The fix #885 definitely works under Windows 10, I was able to install it and work with it, without crashes so far. You have to use the source installation with git and the orange command prompt. Doesnt work with my Windows 11 laptop though.

Edit: Nevermind, works now. I have to open Orange via python -m Orange.canvas though. I uninstalled a bunch of programs like node.js though

JosieVor commented 1 year ago

Hey,

I am using orange data mining for my master thesis. However, when I try topic modelling, it crashes. I already read this thread but it was a bit too technical for me to understand since I really do not have any experience with Orange or Python. Can someone help me out?

My environment: Windows 11 Home 64Bit

nadiaelen commented 1 year ago

I really love Orange and appreciate you, your work and everything, but, truly, when it comes to topic modelling, which is the hottest topic right now, one weeks works, one week crashes and stays like that for a month...

PrimozGodec commented 1 year ago

@JosieVor and @nadiaelen, sorry for the late response. I tried to reproduce the error on MacOS and Windows, and it works for me. Can you please give me more information so I can dig deeper into the problem?

Thank you in advance.

JosieVor commented 1 year ago

I am using a Twitter Dataset, which I scrapped directly on Orange. My dataset is quite big (about 30.000 Tweets) but I also have tried topic modeling on smaller datasets (about 100 Tweets, and it still did not work).

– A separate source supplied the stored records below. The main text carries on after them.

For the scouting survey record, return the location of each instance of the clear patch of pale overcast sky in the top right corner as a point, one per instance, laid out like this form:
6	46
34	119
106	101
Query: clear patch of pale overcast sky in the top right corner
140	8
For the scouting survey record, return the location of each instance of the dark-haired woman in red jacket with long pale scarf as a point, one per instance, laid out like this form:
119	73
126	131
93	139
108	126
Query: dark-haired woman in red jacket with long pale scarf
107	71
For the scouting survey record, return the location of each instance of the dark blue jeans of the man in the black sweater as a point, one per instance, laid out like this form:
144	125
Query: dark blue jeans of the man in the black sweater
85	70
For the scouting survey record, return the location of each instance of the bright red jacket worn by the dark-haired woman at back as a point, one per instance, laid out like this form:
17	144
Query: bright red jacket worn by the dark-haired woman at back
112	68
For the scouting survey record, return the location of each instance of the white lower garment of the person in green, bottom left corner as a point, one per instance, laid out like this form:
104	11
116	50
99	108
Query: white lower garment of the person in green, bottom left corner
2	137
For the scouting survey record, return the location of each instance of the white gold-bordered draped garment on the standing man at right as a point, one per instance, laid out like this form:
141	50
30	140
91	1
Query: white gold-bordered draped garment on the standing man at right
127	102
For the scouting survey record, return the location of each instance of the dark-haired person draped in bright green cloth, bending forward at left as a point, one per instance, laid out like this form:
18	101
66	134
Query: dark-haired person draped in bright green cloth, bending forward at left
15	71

I am using LDA, which crashes every time. LSI sometimes works, but more often than not it does not work, either.

Text Add-On Version: 1.12.0

Orange Version: 3.34.0

Gensim Version: the pip freeze command does not work for me, but when I use pip list, it says my version is 4.1.2

calliope212 commented 1 year ago

Hi, I'm using windows 10 and also have the same issues. I already tried the pip freeze using orange command but it still crashed. I also tried to reinstall but still have the same result. Is there any other solution?

Orange version: 3.34.0 Text Add-On version: 1.12.1 Gensim: 4.1.2

PrimozGodec commented 1 year ago

Thank you @JosieVor and @calliope212, for the additional information. We noticed that the newest release didn't support using genim>=4.3.0 (on the master branch we already switched to >=4.3.0).

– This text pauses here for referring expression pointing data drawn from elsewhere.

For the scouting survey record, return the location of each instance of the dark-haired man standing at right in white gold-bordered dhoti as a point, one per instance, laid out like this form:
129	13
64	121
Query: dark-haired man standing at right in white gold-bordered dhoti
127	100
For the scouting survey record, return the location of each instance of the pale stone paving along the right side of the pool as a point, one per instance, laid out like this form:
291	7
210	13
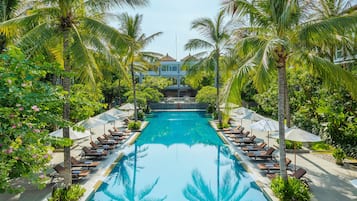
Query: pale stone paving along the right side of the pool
327	180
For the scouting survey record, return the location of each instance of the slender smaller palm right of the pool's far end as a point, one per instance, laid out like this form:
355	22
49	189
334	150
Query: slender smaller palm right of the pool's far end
216	35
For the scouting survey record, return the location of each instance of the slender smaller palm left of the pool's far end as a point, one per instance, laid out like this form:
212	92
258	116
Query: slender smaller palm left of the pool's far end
130	26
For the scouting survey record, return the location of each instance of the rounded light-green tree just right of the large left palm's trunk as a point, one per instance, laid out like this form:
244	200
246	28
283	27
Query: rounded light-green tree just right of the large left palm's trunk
85	101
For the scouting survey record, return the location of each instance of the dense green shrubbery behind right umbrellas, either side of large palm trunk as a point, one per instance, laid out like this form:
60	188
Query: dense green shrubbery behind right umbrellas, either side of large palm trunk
328	112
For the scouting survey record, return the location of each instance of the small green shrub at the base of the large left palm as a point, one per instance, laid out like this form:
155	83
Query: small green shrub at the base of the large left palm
71	193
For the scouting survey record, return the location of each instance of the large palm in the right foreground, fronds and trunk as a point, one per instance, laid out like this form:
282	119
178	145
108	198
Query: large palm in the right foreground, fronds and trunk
278	39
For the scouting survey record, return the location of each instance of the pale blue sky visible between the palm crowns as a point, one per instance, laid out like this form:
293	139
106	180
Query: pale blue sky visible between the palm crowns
173	18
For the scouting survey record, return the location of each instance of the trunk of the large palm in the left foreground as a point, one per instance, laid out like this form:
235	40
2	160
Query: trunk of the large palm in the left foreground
66	109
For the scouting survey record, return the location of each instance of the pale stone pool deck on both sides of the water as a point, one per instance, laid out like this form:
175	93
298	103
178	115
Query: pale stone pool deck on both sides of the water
327	180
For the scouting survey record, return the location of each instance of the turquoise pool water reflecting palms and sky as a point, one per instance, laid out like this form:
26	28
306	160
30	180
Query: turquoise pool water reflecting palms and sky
178	157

We fixed the release. Can you please update the Text addon to version 1.12.2 and try again? Please let us know if it helps.

calliope212 commented 1 year ago

Thank you @PrimozGodec for the suggestion. I tried it but unfortunately, it still won't work. When I check the pip list, it says my gensim version is 4.3.1. Is that affect the result?

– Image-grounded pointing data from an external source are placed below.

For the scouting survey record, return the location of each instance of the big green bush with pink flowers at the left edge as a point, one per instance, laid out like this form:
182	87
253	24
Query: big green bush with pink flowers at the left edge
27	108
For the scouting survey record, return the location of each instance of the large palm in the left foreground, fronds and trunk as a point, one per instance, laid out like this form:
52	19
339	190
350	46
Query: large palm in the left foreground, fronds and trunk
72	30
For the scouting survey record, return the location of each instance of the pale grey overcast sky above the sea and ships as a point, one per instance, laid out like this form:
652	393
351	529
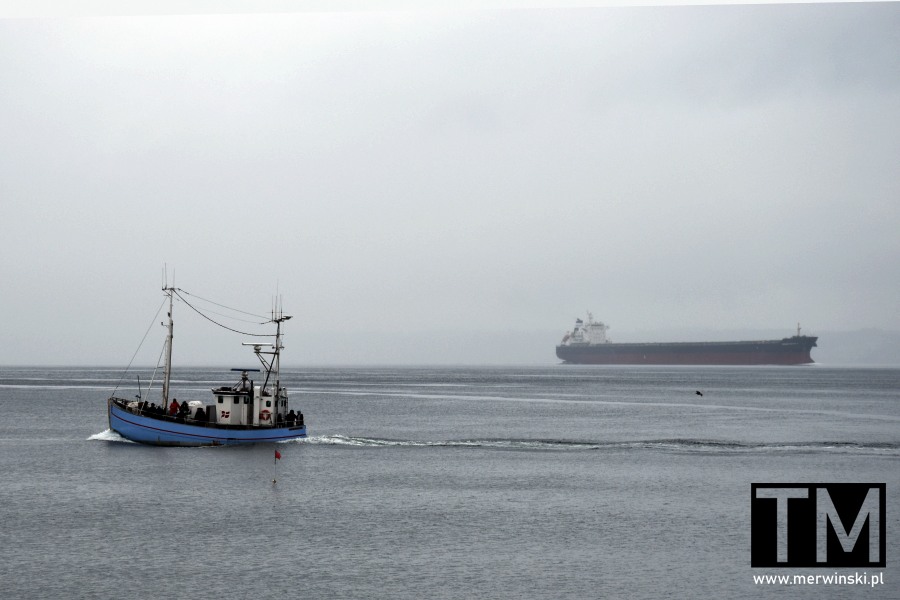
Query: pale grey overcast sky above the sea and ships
405	173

sohbl commented 1 year ago

Hi, I also have similar issues when I run Topic Modelling, it hangs for more than 2 minutes and I have to kill it ultimately. I'm running on Windows 11. Orange version = 3.34.0 Text Add-on version = 1.13.1 Gensim version = 4.3.0

Another laptop has the same problem. It is running on Windows 10. Orange version = 3.34.0 Text Add-on version = 1.13.1 Gensim version = 4.3.1

Is there any solution for this problem?

IzaClaro commented 1 year ago

Hi! I am also having this problem, whenever I run Topic Modelling widget, the program crashes and ultimatly I have to force shutdown on my computer, as it seems everything fails after! I am running windows 11 as well.

Orange version 3.35 Gensim version = 4.3.0

Do you already have any solution for this problem? Thanks.